Fast-forward a few years to 2020 and the idea of Moniak being a key contributor is a forgotten concept to many Phillies fans. Early struggles in the So-Cal product’s career deflated some evaluators. The word “bust” has definitely been thrown around in discussions about Moniak.
And while it is true that living up to his initial hype and becoming what an organization would hope to get out of a No. 1 pick now seems unlikely, giving up on Moniak completely may not be the right move.
After really struggling in his first two full seasons of pro-ball in 2017 and 2018, Moniak made big strides for Double-A Reading this past season. He was able to unlock some gap power, hitting 28 doubles and a staggering 13 triples in just 119 games. Moniak also hit 11 home runs in 2019, which was a career-high.
His .303 on-base percentage was definitely not great, although Moniak did draw a career-high 33 walks. Being more selective at the plate is something that he worked on this past season and will continue to work on going forward. Plate discipline, taking balls and waiting for the right pitch to drive are perhaps the least developed parts of Moniak’s game right now.
Despite some of the on-base struggles, it is pretty impressive that the 21-year-old Moniak was able to do what he did offensively as one of the youngest players in Double-A.
And this is all without mentioning what could be Moniak’s best skill on the field – his defense.

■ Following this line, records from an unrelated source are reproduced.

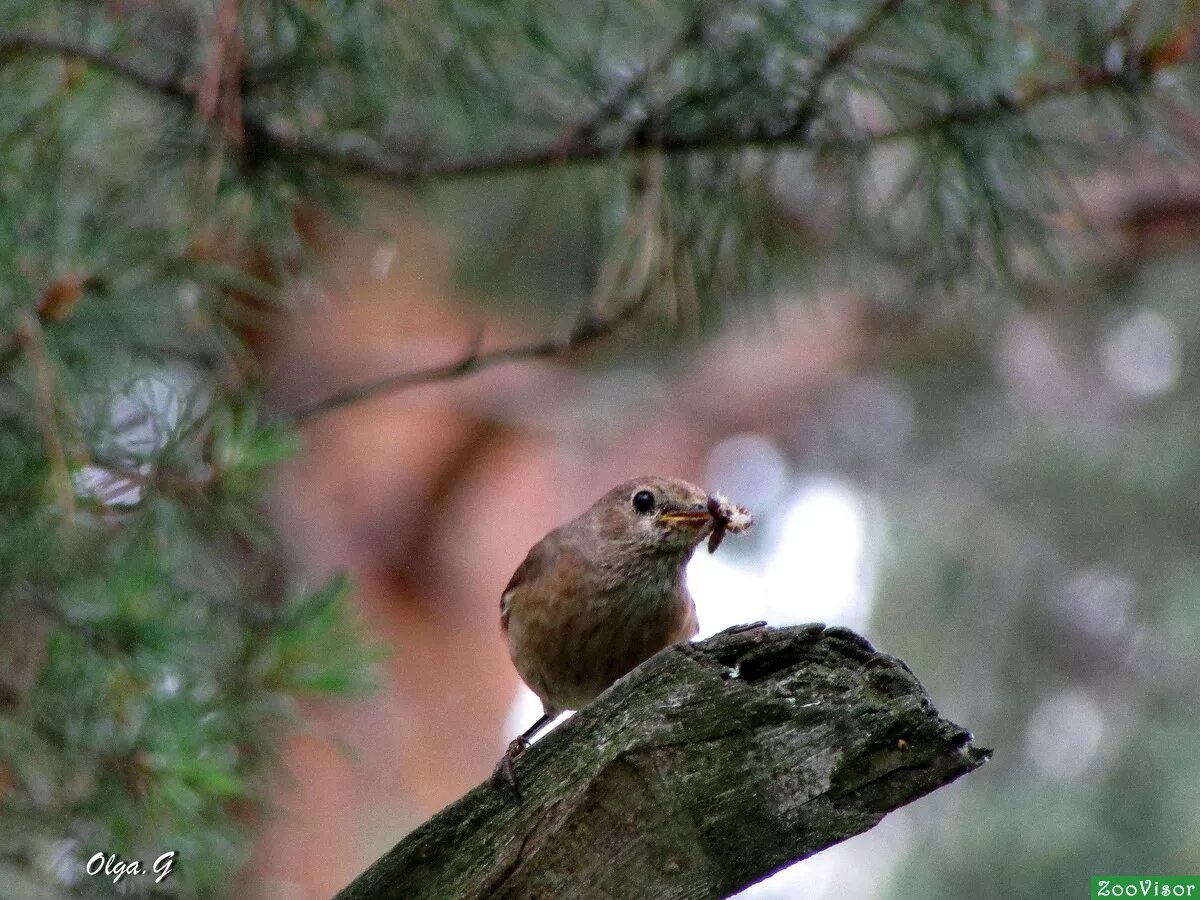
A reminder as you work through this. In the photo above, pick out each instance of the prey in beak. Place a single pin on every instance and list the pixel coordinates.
(695, 516)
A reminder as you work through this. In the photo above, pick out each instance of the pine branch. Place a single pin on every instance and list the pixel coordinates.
(582, 145)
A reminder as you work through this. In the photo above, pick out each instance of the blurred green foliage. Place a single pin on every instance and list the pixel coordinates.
(155, 171)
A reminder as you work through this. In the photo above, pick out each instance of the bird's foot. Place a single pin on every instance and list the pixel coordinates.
(748, 627)
(505, 774)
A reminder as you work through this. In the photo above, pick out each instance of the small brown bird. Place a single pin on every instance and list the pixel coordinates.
(605, 592)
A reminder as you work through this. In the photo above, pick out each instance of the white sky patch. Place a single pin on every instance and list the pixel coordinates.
(814, 569)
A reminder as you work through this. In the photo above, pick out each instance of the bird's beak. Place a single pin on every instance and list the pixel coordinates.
(695, 517)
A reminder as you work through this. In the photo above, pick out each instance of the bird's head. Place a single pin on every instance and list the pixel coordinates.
(654, 515)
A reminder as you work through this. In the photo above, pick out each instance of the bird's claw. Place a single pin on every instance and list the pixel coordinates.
(505, 774)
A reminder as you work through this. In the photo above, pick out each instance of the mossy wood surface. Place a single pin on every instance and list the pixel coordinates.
(703, 771)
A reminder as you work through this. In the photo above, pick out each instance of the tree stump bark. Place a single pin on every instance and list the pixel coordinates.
(707, 768)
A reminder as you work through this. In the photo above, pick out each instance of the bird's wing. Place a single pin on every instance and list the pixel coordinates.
(537, 563)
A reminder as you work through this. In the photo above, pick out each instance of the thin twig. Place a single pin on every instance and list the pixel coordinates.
(838, 55)
(586, 331)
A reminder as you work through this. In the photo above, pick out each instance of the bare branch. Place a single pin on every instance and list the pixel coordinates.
(586, 331)
(705, 769)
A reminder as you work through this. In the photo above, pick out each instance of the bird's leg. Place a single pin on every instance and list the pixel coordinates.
(505, 773)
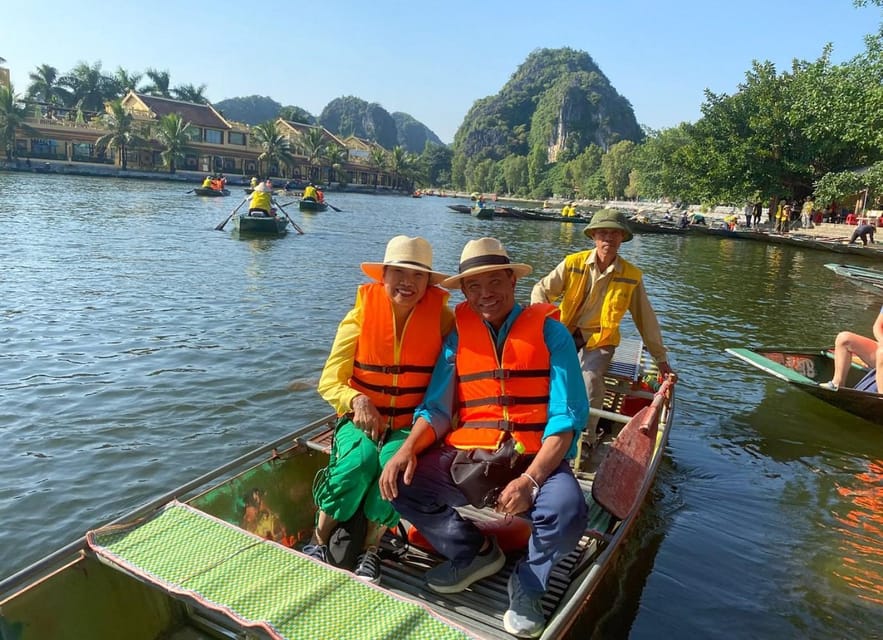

Adam Haseley was a teammate of Moniak’s on the Reading Fightin’ Phils to start the 2019 season. Haseley was soon put on a fast-track to the major leagues as the Phillies lost players due to injury and a suspension, and he eventually became a regular center fielder in Philadelphia. Haseley projects to be the starting center fielder for the Phillies on Opening Day 2020 as well.
But when Haseley and Moniak were on the same club to start the season, it was pretty evident who the better defensive center fielder was.
Moniak has excellent range and instincts that would allow him to be a legitimately good center fielder at the major league level. He is a gifted athlete with speed that allows him to track down balls that not many other players can get to. His range would also play up at a corner outfield spot, as shown on plays like this:
He also has a fairly strong and accurate arm that helped him record eight outfield assists in 2019. Moniak is able to make plays with his arm like this on a consistent basis:
2020 and beyond
Because he is so young and still relatively raw in the batter’s box, it is not out of the realm of possibility that Moniak begins the 2020 season in Double-A once again. Sending him to Reading to work on plate discipline and other fine-tuning before sending him to Triple-A Lehigh Valley may be the safest way to go. Unless things go very wrong, it is expected that Moniak will most likely end up in Triple-A to finish the season if he does not start there.
Maturing as a player is a big key to Moniak’s 2020 season. Drawing walks and finding the right pitch to hit is something he needs to keep learning how to do. He will continue to work on that aspect of his game into this season but will still most likely not be outstanding at it.
Moniak will keep playing really good defense no matter what level he is assigned to. The defensive skills he possesses will be there to see in 2020 and will be present going forward as well.
The current skillset Moniak has should be good enough to get him to the MLB at some point with some maturation. His defense combined with an OPS in the mid-.700s should be strong enough to get him to the bigs as a defensive substitute and possible platoon outfielder.
While there is most definitely value in that kind of player, the question of whether Moniak can become an everyday starter will come down to his progression with the bat. If he cannot fix some of his overaggressive tendencies at the plate then his contributions may just come as a part-time player.
But if he can figure it out, the future may be a little more promising for Moniak than some currently think.